St Frumentius, having found himself shipwrecked in Ethiopia, was eventually sent to Alexandria, where in 328AD he was ordained Bishop by St Athanasius, who for so long was credited as the author of the Quicumque Vult, a text that is not as well known any more as it should be ("Whosoever will be saved, before all things it is necessary that he hold the Catholic Faith....").  From Alexandria, Frumentius returned south as Abune ("father") of Ethiopia, thereby starting a tradition that endured until 1959 of the Coptic Pope naming an Egyptian Copt as Archbishop of Ethiopia.  Like St Gregory the Illuminator, he baptised the King, and converted the country.

No post on the Ethiopian Orthodox Church can be complete with something on Lalibela, the series of churches carved out of the rock, each being quite literally monolithic, ie one single stone.  Here is an extract from a documentary about these astonishing buildings.

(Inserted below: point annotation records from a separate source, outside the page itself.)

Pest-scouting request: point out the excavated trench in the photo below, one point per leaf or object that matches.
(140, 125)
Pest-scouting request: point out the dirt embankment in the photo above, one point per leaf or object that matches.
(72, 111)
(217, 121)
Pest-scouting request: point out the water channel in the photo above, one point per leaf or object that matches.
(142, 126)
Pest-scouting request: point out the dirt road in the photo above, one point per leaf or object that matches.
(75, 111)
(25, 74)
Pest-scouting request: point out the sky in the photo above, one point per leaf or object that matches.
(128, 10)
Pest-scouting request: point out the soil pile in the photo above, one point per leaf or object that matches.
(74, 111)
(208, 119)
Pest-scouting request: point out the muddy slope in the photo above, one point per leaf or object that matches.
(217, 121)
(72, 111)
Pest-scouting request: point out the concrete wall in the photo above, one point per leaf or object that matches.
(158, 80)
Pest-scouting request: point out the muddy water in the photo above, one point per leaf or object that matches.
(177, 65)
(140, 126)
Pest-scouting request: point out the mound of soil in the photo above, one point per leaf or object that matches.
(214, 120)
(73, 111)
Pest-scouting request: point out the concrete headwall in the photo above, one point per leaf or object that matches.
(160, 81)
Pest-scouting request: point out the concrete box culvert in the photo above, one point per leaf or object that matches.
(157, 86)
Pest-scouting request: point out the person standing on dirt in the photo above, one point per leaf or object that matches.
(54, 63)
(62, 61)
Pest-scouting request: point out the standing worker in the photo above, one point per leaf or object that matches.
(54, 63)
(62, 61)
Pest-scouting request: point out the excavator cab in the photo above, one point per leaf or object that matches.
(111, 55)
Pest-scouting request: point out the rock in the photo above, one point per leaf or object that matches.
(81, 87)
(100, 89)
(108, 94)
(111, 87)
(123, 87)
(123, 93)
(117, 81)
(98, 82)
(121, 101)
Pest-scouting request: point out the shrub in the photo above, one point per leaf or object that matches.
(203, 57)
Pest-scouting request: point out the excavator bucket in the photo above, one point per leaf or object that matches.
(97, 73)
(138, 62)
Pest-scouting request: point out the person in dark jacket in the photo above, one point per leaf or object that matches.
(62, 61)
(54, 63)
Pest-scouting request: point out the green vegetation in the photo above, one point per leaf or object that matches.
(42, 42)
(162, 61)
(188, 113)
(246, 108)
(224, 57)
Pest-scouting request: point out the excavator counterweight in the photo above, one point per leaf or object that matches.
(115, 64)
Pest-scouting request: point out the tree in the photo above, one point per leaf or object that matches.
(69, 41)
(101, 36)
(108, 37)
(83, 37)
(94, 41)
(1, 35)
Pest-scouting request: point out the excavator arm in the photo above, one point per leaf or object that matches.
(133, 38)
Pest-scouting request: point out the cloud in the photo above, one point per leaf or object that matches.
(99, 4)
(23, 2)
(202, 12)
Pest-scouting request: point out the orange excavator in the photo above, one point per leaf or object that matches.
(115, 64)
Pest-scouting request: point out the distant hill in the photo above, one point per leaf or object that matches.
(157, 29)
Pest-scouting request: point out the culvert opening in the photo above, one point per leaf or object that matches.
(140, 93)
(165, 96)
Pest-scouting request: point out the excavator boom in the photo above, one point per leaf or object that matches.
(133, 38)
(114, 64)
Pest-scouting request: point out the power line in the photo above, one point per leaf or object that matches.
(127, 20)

For me, gaining more and more understanding about the ancient churches of the first millenium, and seeing that, even if very very slowly, efforts are being made to explore ways to bridge our gaps, is ever so slightly bittersweet.  It is of course wonderful that these things are being done, these are clear examples of work and prayer being put in with a view to finding ways to come closer to unity of Christians.  Who does not rejoice at seeing this photo of the Holy Father with Bartholomew the Ecumenical Patriarch, symbolising in one image small steps that, while still fraught with difficulty, were thought impossible within living memory?



Yet the label of bittersweet still applies, because it reminds us that our former home, the Church of England, is not moving in the same direction, but in the opposite, towards some sort of increasingly formal affiliation with the national protestant churches of Scandinavia, rejecting more and more the idea of unity with the ancient Church of East and West : some kinds of Anglicans, in saying something anti-Papal, forget that the Orthodox Churches view developments in their church no more positively than does the Catholic Church.

We must pray with Pope Benedict XVI, the Pope of Christian Unity, with St Gregory the Illuminator and St Frumentius for the unity of all Christians.  On a day when the Holy Father is gathering around him not only the leaders of other religions, but also the leaders of Orthodox and Protestant Christianity, this seems doubly appropriate.

Let us also offer a prayer for those in the Ethiopian Catholic Metropolitan Church, who are in communion with the Holy Father, and who follow an Ethiopic Rite, especially those in Eritrea, whose ecclesial structure became an Ordinariate in 1930, later being raised to an Exarchate and thence to an Eparchate under the Metropolitan See of Addis Ababa.